Il 5 luglio mi capitava di scrivere un tweet. Questo:

 

 

greciaipotecataPensavo all’energia vitale di essere contro questa bruttissima Germania (curandera di questa brutta Europa) e al fatto che in fondo siamo sommersi da politici che hanno come priorità quella di stare a galla: imbarcano a destra, imbarcano a sinistra e tutti virano vero il centro. Mica il centro di gravità permanente, figurarsi, ma il centro della pozzanghera che raccoglie lo sporco al centro della strada.

Ho criticato (e lo penso ancora) Grillo perché ha appoggiato Tsipras senza mettere sul tavolo le proprie proposte su una diversa Europa e perché troppo spesso l’ho visto banalmente antieuropeo come un Salvini qualsiasi.

Ma la decisione di chiedere che il Parlamento voti sulla concessione di nuovi fondi alla Grecia a queste umilianti condizioni è il passo che avrei voluto ed è avvenuto.

E non me ne frega niente se sarebbe stato chiccosissimo bisbigliare questo articolo a qualcuno delle nuove (tre? quattro?) sinistre: il M5S ha ridato la parola al Parlamento in un momento in cui il Parlamento è solo la lettiera di Matteo Renzi.
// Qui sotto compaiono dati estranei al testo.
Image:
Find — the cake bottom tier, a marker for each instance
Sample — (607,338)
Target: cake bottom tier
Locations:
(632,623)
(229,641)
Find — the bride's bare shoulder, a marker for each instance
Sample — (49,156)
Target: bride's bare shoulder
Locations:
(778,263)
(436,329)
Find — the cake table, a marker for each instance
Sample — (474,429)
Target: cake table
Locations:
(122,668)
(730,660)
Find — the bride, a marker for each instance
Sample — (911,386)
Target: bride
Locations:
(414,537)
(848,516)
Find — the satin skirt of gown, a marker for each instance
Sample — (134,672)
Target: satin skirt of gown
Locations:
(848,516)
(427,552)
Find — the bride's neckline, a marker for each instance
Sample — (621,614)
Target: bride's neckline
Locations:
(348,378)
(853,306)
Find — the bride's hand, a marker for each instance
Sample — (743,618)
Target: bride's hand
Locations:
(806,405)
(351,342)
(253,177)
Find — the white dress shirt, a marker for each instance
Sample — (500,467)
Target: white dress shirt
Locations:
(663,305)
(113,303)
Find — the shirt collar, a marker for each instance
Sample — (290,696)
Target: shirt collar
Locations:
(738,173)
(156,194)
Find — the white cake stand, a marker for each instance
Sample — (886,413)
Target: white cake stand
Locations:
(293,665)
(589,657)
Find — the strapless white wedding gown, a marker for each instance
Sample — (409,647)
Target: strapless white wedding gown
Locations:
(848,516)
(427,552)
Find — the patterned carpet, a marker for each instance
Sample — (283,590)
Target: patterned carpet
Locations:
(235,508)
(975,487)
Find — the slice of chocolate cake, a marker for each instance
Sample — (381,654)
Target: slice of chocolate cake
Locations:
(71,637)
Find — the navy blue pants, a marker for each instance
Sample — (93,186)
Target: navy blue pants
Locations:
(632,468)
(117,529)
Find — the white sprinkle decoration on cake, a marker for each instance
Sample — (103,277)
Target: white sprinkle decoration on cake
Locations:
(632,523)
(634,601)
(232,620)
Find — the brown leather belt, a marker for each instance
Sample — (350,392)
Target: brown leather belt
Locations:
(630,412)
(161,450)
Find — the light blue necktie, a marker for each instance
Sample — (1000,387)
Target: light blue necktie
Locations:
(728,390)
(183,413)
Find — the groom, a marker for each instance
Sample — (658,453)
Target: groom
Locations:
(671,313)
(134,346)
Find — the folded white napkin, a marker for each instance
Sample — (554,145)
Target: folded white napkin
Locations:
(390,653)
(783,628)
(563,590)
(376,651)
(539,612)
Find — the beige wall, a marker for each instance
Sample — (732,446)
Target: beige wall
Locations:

E allora chapeau. Davvero.

L’ha fatto per caso o per calcolo elettorale? Beh, ha fatto quello che servirebbe. Ce ne fossero di politici che scelgono ciò che sarebbe giusto per caso o per furbizia.

39 commenti su “Beppe Grillo, bravo. Anche se non è chic.”

  1. Referendum per cosa? per decidere di uscire dall`Euro? io non sono d´accordo, ma rispetto chi la pensa diversamente. Ma pur seguendo Grillo non capisco come prevede di far uscire l´italia dall` euro. E´vero abbiamo piu´potere negoziale della Grecia, ma non sara una passeggiata, e i benefici saranno davvero migliori della situazione attuale?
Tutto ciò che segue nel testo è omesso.